The afternoon was almost spent and the Spaniard felt that he could count the hours of life remaining to him upon possibly two fingers of one hand, when there came from the direction of the river a series of piercing screams which shattered the quiet of the jungle, and brought the inhabitants of the village to startled attention, and an instant later sent them in a mad rush in the direction of the fear-laden shrieks. But they were too late and reached the river only just in time to see a woman dragged beneath the surface by a huge crocodile.
"Ah, Obebe, what did I tell you?" demanded the witch doctor, exultantly. "Already has the devil god commenced his revenge upon your people."
The ignorant villagers, steeped in superstition, looked fearfully from their witch doctor to their chief. Obebe scowled. "He is Tarzan of the Apes," he insisted.
"He is the river devil who has taken the shape of Tarzan of the Apes," insisted the witch doctor.
"We shall see," replied Obebe. "If he is the river devil he can escape our bonds. If he is Tarzan of the Apes he cannot. If he is the river devil he will not die a natural death, like men die, but will live on forever. If he is Tarzan of the Apes some day he will die. We will keep him, then, and see, and that will prove whether or not he is Tarzan of the Apes or the river devil."
"How?" asked the witch doctor.
"It is very simple," replied Obebe. "If some morning we find that he has escaped we will know that he is the river devil, and because we have not harmed him but have fed him well while he has been here in our village, he will befriend us and no harm will come of it. But if he does not escape we will know that he is Tarzan of the Apes, provided he dies a natural death. And so, if he does not escape, we shall keep him until he dies and then we shall know that he was, indeed, Tarzan of the Apes."
"But suppose he does not die?" asked the witch doctor, scratching his woolly head.
"Then," exclaimed Obebe triumphantly, "we will know that you are right, and that he was indeed, the river devil."
Obebe went and ordered women to take food to the Spaniard while the witch doctor stood, where Obebe had left him, in the middle of the street, still scratching his head in thought.
And thus was Esteban Miranda, possessor of the most fabulous fortune in diamonds that the world had ever known, condemned to life imprisonment in the village of Obebe , the cannibal.

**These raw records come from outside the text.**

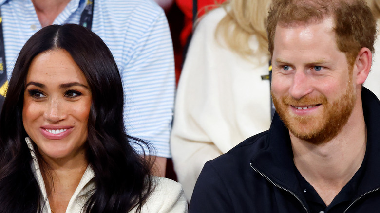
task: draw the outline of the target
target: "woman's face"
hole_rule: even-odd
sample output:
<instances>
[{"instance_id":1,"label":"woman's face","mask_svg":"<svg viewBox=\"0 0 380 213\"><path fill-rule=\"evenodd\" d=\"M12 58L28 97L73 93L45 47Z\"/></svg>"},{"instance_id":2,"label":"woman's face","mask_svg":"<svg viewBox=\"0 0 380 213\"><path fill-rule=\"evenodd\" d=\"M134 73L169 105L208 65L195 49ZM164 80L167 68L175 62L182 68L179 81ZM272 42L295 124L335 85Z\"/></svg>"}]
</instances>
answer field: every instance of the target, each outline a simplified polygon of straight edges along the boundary
<instances>
[{"instance_id":1,"label":"woman's face","mask_svg":"<svg viewBox=\"0 0 380 213\"><path fill-rule=\"evenodd\" d=\"M84 156L91 101L86 78L67 51L48 51L34 58L25 81L22 121L43 157Z\"/></svg>"}]
</instances>

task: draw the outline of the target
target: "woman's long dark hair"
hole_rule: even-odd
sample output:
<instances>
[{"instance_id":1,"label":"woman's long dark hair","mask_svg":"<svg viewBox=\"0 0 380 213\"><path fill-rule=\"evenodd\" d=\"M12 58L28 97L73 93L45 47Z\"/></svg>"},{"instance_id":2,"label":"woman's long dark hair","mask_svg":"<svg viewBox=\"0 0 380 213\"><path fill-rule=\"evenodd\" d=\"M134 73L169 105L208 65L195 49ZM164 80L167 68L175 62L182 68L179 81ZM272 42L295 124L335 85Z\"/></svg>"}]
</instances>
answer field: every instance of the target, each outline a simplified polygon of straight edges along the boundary
<instances>
[{"instance_id":1,"label":"woman's long dark hair","mask_svg":"<svg viewBox=\"0 0 380 213\"><path fill-rule=\"evenodd\" d=\"M96 187L85 206L85 212L125 213L136 206L141 210L154 187L150 160L137 154L131 144L149 146L125 133L122 82L106 45L85 28L67 24L38 32L25 43L16 62L0 117L0 213L37 213L41 209L40 190L25 142L25 81L35 57L57 49L70 54L92 94L87 157Z\"/></svg>"}]
</instances>

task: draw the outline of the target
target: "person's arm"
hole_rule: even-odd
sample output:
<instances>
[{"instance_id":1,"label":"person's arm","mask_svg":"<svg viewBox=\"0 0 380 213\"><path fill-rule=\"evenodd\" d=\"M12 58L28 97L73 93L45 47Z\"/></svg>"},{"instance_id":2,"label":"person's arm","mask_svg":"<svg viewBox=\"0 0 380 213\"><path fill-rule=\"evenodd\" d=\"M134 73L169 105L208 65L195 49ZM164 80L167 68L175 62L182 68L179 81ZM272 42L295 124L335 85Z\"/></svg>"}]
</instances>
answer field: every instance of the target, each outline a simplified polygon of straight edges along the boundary
<instances>
[{"instance_id":1,"label":"person's arm","mask_svg":"<svg viewBox=\"0 0 380 213\"><path fill-rule=\"evenodd\" d=\"M224 137L234 130L224 109L228 101L220 89L230 86L221 80L229 69L221 61L228 58L220 55L226 51L215 40L216 23L225 14L220 11L216 16L211 11L197 26L176 96L171 146L174 170L189 201L205 163L233 146L229 137Z\"/></svg>"},{"instance_id":2,"label":"person's arm","mask_svg":"<svg viewBox=\"0 0 380 213\"><path fill-rule=\"evenodd\" d=\"M171 157L174 58L165 13L156 5L149 6L149 13L145 8L134 9L134 23L125 38L125 45L130 47L124 51L120 73L125 97L124 121L129 134L152 144L155 150L148 153L145 149L146 154L159 157L154 174L164 176L166 158ZM142 152L138 146L135 148Z\"/></svg>"},{"instance_id":3,"label":"person's arm","mask_svg":"<svg viewBox=\"0 0 380 213\"><path fill-rule=\"evenodd\" d=\"M141 212L188 212L188 203L180 184L166 178L157 178L153 179L155 182L154 189L143 206Z\"/></svg>"},{"instance_id":4,"label":"person's arm","mask_svg":"<svg viewBox=\"0 0 380 213\"><path fill-rule=\"evenodd\" d=\"M209 162L197 180L190 202L190 213L233 213L234 210L222 177Z\"/></svg>"}]
</instances>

While he had been lying in the hut his traitorous confederate, Owaza, from the opposite bank of the river from the spot where he and Esteban had hidden the golden ingots, saw Tarzan and his Waziri come and search for the gold and go away again, and the following morning Owaza came with fifty men whom he had recruited from a neighboring village and dug up the gold and started with it toward the coast.
That night Owaza made camp just outside a tiny village of a minor chief, who was weak in warriors. The old fellow invited Owaza into his compound, and there he fed him and gave him native beer, while the chief's people circulated among Owaza's boys plying them with innumerable questions until at last the truth leaked out and the chief knew that Owaza's porters were carrying a great store of yellow gold.
When the chief learned this for certain he was much perturbed, but finally a smile crossed his face as he talked with the half-drunken Owaza.